Of all the things to have come out of the Parkland massacre, perhaps the stupidest and most counterproductive has been the elevation of children and very young adults to the forefront of our political debate. A number of the students who witnessed the massacre firsthand have turned into media darlings overnight, and like most media darlings they know instinctively how to stoke the fires of popular sentiment. “If the president wants to come up to me and tell me to my face that it was a ‘terrible tragedy,’ I’m going to happily ask him how much money he received from the NRA,” said 18-year-old Emma Gonzáles. David Hogg, 17, said to politicians who accept money from the NRA: “If you can’t get elected without taking money from child murderers, why are you running?” Stoneman Douglas high school senior Tyra Hemans said: “I want our politicians to stop thinking about money and start thinking about all these lives we had lost.” And so forth.
As my friend David Marcus points out, it is an open question as to whether or not this kind of politico-celebrity lifestyle is psychologically unhealthy for individuals who have just gone through a major trauma. Yet aside from that, the simple fact of the matter is that it is stupid. It is a dumb and silly waste of a critical political dialogue, a debasement of what should be a serious and consequential debate (“child murderers,” good f***ing grief).
Yet a lot of people seem to have been swept up in this: Laurence Tribe, for one, made the astonishing claim that “teens between 14 and 18 have far better BS detectors, on average, than ‘adults’ 18 and older.” This is just so patently false that it is hard to know where to begin. Youth has a lot going for it, but on average young people are gullible, easily duped, underinformed, inexperienced and given very easily to fashionable zeitgeists. To honestly believe that a teenager is some sort of font of policy wisdom is to stretch credulity beyond its most tensile breaking point.

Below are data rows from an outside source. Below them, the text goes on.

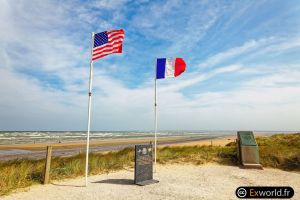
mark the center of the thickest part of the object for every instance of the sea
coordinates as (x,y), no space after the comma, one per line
(32,137)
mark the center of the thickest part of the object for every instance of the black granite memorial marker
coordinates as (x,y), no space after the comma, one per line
(143,171)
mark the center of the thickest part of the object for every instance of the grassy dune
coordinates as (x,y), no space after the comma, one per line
(278,151)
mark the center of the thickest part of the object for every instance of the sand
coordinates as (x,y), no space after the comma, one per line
(38,151)
(209,181)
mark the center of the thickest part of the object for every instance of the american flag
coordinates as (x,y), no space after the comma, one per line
(107,42)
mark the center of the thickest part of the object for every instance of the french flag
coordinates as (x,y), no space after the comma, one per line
(169,67)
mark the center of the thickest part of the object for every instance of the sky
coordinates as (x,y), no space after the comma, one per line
(243,65)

Take this matter of the NRA and campaign finance, for instance: This seems to be the talking point a la mode among these newly-minted teen activists. But you’ll notice that none of them ever actually cites any hard data to back these wild claims up. Why not? Well, the data themselves don’t pack much of a punch: In the last election cycle, for instance, the National Rifle Association donated $5,950 to Paul Ryan’s campaign. That constituted about 0.03% of the $20,000,000 that Ryan raised during that time. Virginia Rep. Barbara Comstock received around $10,000 from the NRA in 2016, which constituted around 0.18% of the total amount of money she raised. This is not something to get alarmed about.
There are plenty of adults, of course, who get this kind of stuff wrong,. But adults are properly, and appropriately, considered to be agents of their own intellectual sorties, while we assume as a matter of course that high schoolers, who tend to not know very much, are entitled to a bit more circumspection on the part of adults. Years from now this could be a deeply embarrassing thing for these youngsters to look back upon: They’ve been turned into national celebrities, plastered across 24-hour news networks, dominating news cycles, railing and yelling about subjects in which they are not even remotely well-versed. I get embarrassed looking back at my old high school era Facebook notes; I cannot imagine what it would be like if those ramblings were pasted on the front page of the New York Times.
The obvious explanation is that the media are populated largely by progressives, progressives tend to really hate guns, and so the progressives who run our media are seizing upon these teenagers and their righteous anger in order to advance anti-gun narrative. As someone pointed out, after all, you never see survivors of European Islamic terrorist attacks being held up as immigration wonks; that’s not the kind of indignation the Left is after. Eventually, of course, this furor will die down, the debate will become more staid and placid, and these teenagers will have been left behind by a news cycle that will have moved on to the next eye-catching controversy. It is sad to think of, but not quite as sad as a media complex that feels it necessary to exploit unlearned kids to further its own political ends.